Synchronization: Semaphores & Fences
Vulkan is radically asynchronous. The CPU records commands and submits them at blazing speed; the GPU executes them later, on its own timeline. Without explicit synchronization, the CPU would happily overwrite a command buffer the GPU is still reading, or the display engine would show a half-rendered frame.
There are exactly two synchronization primitives to learn:
| Fence | Semaphore | |
|---|---|---|
| Direction | GPU → CPU | GPU → GPU |
| CPU visible? | Yes (waitForFences) | No |
| Purpose | CPU waits for GPU to finish | Order GPU operations internally |
Fence: The Buzzer
A fence is like a restaurant buzzer. The GPU buzzes it when it’s done. The CPU blocks on waitForFences() until the buzz comes.
Critical rule: once a fence is signaled, the CPU must manually reset it via resetFences(). If you forget, the next waitForFences() returns instantly (it’s already signaled!), and the CPU charges ahead into GPU memory that’s still being used. Crash.
Creation
Fences start signaled on purpose. On the very first frame, DrawFrame() calls waitForFences() before any submit has happened. If the fence started unsignaled, it would block forever.
// one fence per frame-in-flight slot
for (auto _ : std::views::iota(0uz, kMAX_FRAMES_IN_FLIGHT)) {
in_flight_fences_.emplace_back(
device_,
vk::FenceCreateInfo{.flags = vk::FenceCreateFlagBits::eSignaled}
);
}
Usage in DrawFrame
void DrawFrame() {
// Block CPU until GPU finishes with this frame slot's command buffer
auto fence_result = device_.waitForFences(
*in_flight_fences_[frame_index_], vk::True, UINT64_MAX);
// MUST reset immediately after wait succeeds
device_.resetFences(*in_flight_fences_[frame_index_]);
// ... acquire, record, ...
// Submit passes the fence — GPU will signal it when done
graphics_queue_.submit(submit_info, *in_flight_fences_[frame_index_]);
// ...
}
The fence protects the command buffer. We have kMAX_FRAMES_IN_FLIGHT = 2 frame slots, each with its own command buffer. The fence ensures that when slot 0 comes around again, the GPU has finished executing slot 0’s previous commands before we overwrite them.
Semaphore: The Traffic Light
Semaphores coordinate the ordering of GPU-side operations. The CPU can’t see or wait on them — it just sets up the rules at submit time, and the GPU follows them internally.

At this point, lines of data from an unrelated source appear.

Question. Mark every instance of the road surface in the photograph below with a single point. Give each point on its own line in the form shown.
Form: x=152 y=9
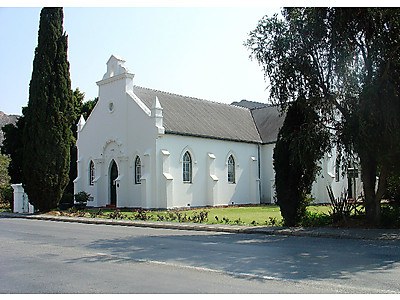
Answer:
x=57 y=257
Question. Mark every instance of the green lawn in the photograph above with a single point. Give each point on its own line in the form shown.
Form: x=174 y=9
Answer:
x=244 y=215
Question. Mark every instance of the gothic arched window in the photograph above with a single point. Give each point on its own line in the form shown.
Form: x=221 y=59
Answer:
x=231 y=169
x=138 y=170
x=187 y=167
x=91 y=173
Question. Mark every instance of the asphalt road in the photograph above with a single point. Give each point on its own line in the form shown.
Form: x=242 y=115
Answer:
x=57 y=257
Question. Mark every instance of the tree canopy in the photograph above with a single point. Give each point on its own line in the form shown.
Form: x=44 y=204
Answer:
x=345 y=63
x=47 y=134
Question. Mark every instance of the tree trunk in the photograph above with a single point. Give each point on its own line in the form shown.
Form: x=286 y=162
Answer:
x=373 y=196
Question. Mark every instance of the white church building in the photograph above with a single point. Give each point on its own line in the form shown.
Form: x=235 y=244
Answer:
x=144 y=148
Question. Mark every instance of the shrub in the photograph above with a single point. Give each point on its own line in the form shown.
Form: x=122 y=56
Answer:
x=301 y=143
x=67 y=201
x=341 y=207
x=393 y=189
x=315 y=220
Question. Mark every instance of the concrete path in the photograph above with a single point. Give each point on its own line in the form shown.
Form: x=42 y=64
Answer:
x=343 y=233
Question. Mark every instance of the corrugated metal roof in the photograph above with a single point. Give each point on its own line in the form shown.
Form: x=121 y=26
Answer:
x=196 y=117
x=268 y=121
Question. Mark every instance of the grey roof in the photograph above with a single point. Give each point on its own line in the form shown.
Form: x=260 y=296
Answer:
x=248 y=104
x=195 y=117
x=268 y=121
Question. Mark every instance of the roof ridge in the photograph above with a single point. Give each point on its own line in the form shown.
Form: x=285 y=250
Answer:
x=193 y=98
x=264 y=106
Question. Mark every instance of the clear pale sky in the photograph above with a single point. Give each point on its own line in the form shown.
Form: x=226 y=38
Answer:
x=190 y=51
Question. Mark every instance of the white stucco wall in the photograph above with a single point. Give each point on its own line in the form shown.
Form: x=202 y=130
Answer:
x=118 y=129
x=210 y=178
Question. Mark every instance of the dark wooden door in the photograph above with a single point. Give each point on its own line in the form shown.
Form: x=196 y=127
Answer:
x=113 y=187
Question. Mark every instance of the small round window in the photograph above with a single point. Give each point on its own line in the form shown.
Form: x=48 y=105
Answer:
x=111 y=107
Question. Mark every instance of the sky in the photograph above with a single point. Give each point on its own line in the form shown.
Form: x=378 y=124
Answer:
x=191 y=51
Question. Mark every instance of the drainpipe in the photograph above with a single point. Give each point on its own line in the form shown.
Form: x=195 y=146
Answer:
x=259 y=171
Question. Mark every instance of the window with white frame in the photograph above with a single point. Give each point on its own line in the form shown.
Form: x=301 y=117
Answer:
x=187 y=167
x=231 y=169
x=138 y=170
x=91 y=173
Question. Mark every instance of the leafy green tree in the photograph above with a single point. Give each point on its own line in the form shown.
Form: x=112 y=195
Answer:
x=345 y=63
x=302 y=142
x=4 y=177
x=47 y=134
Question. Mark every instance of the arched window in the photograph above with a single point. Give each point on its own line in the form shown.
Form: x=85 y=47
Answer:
x=187 y=167
x=138 y=170
x=91 y=172
x=231 y=169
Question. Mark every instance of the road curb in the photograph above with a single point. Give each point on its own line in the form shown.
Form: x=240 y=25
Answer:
x=338 y=233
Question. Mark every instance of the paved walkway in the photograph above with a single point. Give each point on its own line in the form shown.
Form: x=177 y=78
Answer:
x=344 y=233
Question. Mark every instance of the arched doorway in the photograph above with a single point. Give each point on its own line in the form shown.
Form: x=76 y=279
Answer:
x=112 y=183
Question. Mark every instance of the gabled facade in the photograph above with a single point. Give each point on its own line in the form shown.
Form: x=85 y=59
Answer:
x=151 y=149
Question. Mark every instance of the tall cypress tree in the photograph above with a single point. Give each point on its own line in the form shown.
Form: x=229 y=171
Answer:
x=47 y=135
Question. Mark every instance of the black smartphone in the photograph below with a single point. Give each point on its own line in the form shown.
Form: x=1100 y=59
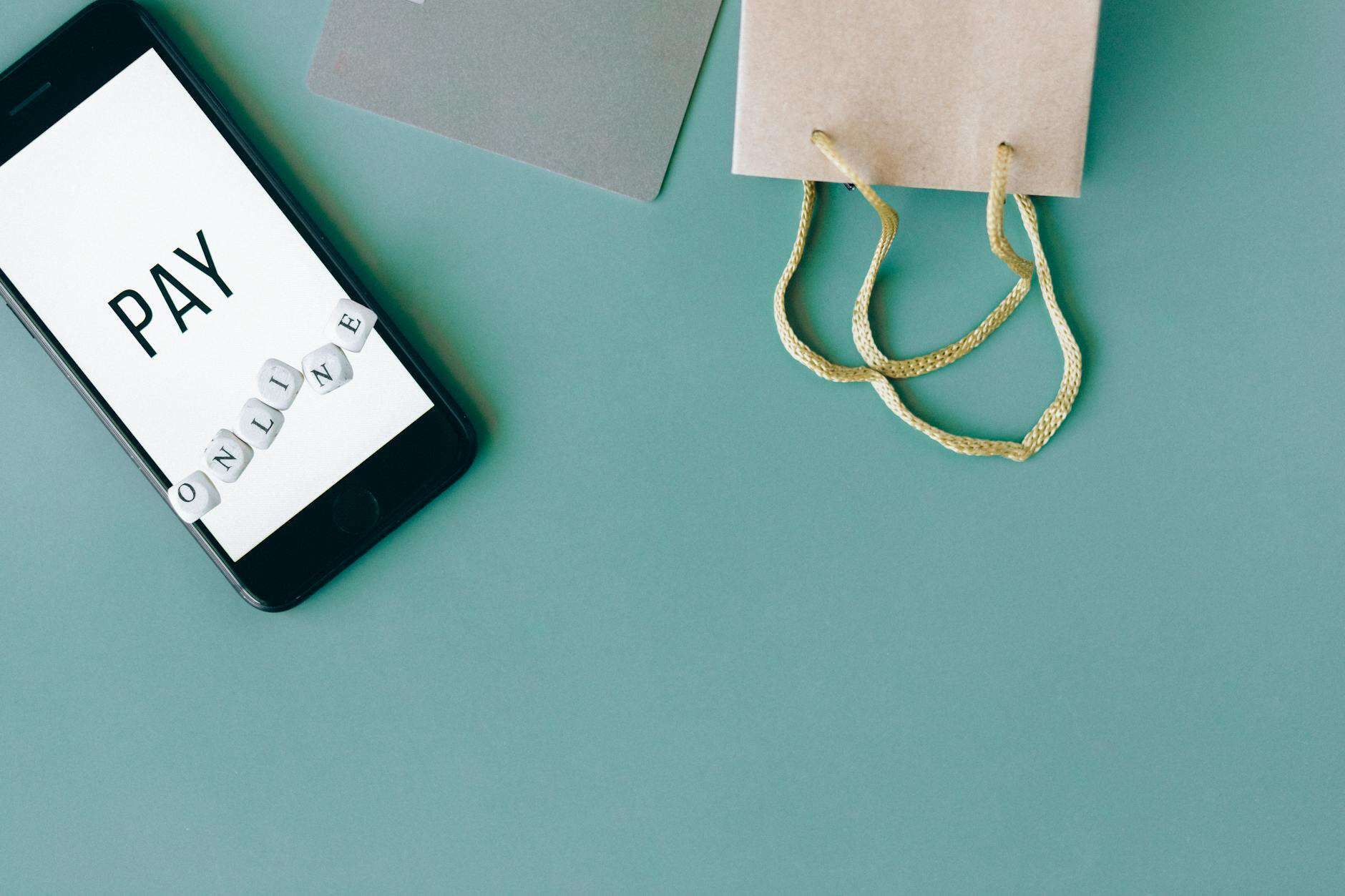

We use two semaphores per frame cycle:
present_complete_semaphore (acquire → render)
// Acquire an image from the swapchain
auto [result, image_index] = swapchain_.acquireNextImage(
UINT64_MAX,
*present_complete_semaphores_[frame_index_], // <-- GPU will signal this
nullptr);
acquireNextImage returns an image index immediately, but the image may not be safe to write yet (the display engine might still be reading it). The semaphore is a promise: “when I’m signaled, the image is truly yours to render into.”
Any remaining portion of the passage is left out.